The Katy Ceases Operation
In the fall of 1986, the Katy experienced severe flooding that washed out several miles of track. Due to the cost of repair, the fact that railroad use was in decline, and the company was in financial trouble, the company decided to cease operations. On Oct. 4, 1986, trains 101 and 102 became the very last trains to use the corridor and the Katy ceased operations on its route from Sedalia to Machens.
The Railroad Amendment
The National Trails System Act Amendments of 1983 provide that railroad corridors no longer needed for active rail service can be banked for future transportation needs and used on an interim basis for recreational trails. When the Katy Railroad ceased operations, the Missouri Department of Natural Resources filed for a certificate of interim trail use for the corridor from Sedalia to Machens and it was granted in April 1987. The department used the opportunity to develop one of the most successful rails-to-trails conversions in the United States.

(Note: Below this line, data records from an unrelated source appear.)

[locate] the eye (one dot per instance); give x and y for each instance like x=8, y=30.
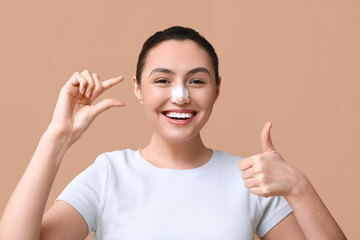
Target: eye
x=162, y=81
x=197, y=81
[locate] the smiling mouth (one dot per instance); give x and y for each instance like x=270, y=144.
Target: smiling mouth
x=179, y=116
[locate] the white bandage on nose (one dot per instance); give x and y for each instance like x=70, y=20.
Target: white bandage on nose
x=180, y=94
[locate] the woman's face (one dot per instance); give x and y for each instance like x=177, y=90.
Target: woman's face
x=171, y=64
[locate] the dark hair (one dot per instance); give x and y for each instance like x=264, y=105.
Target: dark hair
x=176, y=33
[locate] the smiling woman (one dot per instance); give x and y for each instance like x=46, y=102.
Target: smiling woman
x=174, y=187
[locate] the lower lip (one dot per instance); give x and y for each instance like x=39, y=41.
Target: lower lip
x=179, y=122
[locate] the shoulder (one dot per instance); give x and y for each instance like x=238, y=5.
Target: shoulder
x=226, y=157
x=116, y=155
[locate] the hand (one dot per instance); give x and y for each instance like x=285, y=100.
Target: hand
x=267, y=174
x=74, y=112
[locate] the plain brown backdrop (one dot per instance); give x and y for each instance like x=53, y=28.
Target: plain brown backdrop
x=296, y=63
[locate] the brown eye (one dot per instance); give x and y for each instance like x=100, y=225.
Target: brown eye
x=197, y=81
x=162, y=81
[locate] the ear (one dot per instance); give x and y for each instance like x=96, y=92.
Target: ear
x=137, y=90
x=218, y=89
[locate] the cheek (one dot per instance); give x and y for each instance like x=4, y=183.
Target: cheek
x=205, y=99
x=155, y=95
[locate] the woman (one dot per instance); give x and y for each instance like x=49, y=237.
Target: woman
x=175, y=187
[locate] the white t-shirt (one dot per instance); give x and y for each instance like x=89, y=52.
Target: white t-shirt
x=124, y=197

The Development of Katy Trail State Park
The first section of the trail from Rocheport to McBaine opened in April of 1990. In August of 1990, another section from Augusta to just north of Defiance opened. The rail corridor from St. Charles to just past Sedalia was developed by 1996. Through a donation from the Union Pacific Railroad, the department then extended the trail to Clinton, opening the section between Sedalia and Clinton in September of 1999. Funds from the Missouri Department of Transportation will be used for construction of the final section of Katy Trail from St. Charles to Machens. Future plans include the Rock Island Trail-Katy Connector, which will connect the trail at Windsor to Pleasant Hill.
Pat and Ted Jones
Katy Trail State Park would not have been possible without the support of Ted and Pat Jones. Their initial donation of $2.2 million made it possible to acquire the MKT Railroad corridor and develop it into Katy Trail State Park. Following her husband's death, Pat Jones and the financial-services firm that bears the Jones family name, Edward Jones, continued to support Katy Trail efforts. After the flood of 1993, the firm helped fund trail reconstruction and provided a toll-free number for updates on the trail's progress. After the trail's completion from Sedalia to Clinton, Edward Jones provided funds for the opening ceremony; it has also financed the printing of the trail's full-color brochures. Pat Jones is an active member and a past president of the Missouri Parks Association. Through her continued support of the Katy Trail and state parks in general, Pat has created a legacy for all to enjoy.